The discouraging moments:

  • Yusei Kikuchi had little command and even less tempo on the mound. He allowed five earned runs on six hits, with three walks and only one strikeout.

“YK didn’t quite have the zip on his fastball like he normally does,” Servais said. “It just carried through the zone and it wasn’t as sharp, really from the first inning on. But I thought he battled through it.”

The Mariners had largely been encouraged by what they had seen from Kikuchi in his first three starts of the season. The left-hander entered Friday with a 19-to-6 strikeout-to-walk ratio in 19 innings, having allowed just three home runs in those first three starts.

Friday’s start was a regression to many of Kikuchi’s confounding starts from 2019-20.

Xander Bogaerts hit a two-run home run off Kikuchi in the first inning — a 409-foot shot over the Green Monster and out of Fenway Park. J.D. Martinez added a solo homer in the third inning, his seventh of the season to tie for the major-league lead.

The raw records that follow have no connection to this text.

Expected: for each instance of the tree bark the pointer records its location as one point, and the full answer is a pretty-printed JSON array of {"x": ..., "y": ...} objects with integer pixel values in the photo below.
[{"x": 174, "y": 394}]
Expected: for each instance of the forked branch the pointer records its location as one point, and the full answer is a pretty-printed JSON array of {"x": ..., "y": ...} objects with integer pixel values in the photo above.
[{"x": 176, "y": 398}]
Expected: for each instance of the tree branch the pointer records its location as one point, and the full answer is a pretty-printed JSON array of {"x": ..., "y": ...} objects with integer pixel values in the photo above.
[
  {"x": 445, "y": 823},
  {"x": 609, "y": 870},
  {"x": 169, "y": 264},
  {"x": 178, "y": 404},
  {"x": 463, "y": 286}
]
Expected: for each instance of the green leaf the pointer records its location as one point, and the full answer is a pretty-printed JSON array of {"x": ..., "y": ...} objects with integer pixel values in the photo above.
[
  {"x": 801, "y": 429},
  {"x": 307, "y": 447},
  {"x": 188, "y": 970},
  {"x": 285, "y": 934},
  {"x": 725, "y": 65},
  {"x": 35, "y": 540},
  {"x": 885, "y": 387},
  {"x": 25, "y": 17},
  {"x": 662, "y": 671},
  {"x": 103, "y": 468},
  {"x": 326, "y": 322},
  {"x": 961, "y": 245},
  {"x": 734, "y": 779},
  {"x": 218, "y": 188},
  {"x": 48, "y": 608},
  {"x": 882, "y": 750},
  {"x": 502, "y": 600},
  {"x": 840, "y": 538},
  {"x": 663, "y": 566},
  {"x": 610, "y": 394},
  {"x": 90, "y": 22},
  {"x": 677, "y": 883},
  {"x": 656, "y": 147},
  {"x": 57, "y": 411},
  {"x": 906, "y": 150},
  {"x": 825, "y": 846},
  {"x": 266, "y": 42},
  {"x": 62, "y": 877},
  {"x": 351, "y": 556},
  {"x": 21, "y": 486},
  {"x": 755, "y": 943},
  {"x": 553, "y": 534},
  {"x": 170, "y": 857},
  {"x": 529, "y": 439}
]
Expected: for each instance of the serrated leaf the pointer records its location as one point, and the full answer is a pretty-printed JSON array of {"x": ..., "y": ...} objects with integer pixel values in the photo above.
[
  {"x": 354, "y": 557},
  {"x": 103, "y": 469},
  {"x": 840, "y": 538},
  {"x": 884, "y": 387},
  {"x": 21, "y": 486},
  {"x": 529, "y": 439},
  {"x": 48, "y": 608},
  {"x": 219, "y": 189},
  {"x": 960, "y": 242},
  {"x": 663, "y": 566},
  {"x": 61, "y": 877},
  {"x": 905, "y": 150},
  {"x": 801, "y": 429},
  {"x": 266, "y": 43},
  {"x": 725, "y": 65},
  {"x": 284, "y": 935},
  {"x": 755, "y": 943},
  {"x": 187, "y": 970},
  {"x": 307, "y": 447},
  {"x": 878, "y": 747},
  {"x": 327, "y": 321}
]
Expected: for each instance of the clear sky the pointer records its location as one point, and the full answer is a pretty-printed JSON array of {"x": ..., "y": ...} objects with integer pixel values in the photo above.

Kikuchi said both home runs came off sliders he left over the plate.

“Give their (Red Sox) guys credit,” Servais said. “They have a really good offensive team and they were on him tonight.”

  • Seager was thrown out at third base for the final out of fifth inning after White hit a screamer off the Green Monster. That snuffed out a prime scoring opportunity.
  • White, the Gold Glove first baseman, made his first error of the season. It led to an unearned run in the seventh.

Down 6-2 entering the ninth, the Mariners were trying for their eighth comeback victory of the season. The only team in the majors with more comeback wins this season is … the Red Sox, who now have 10.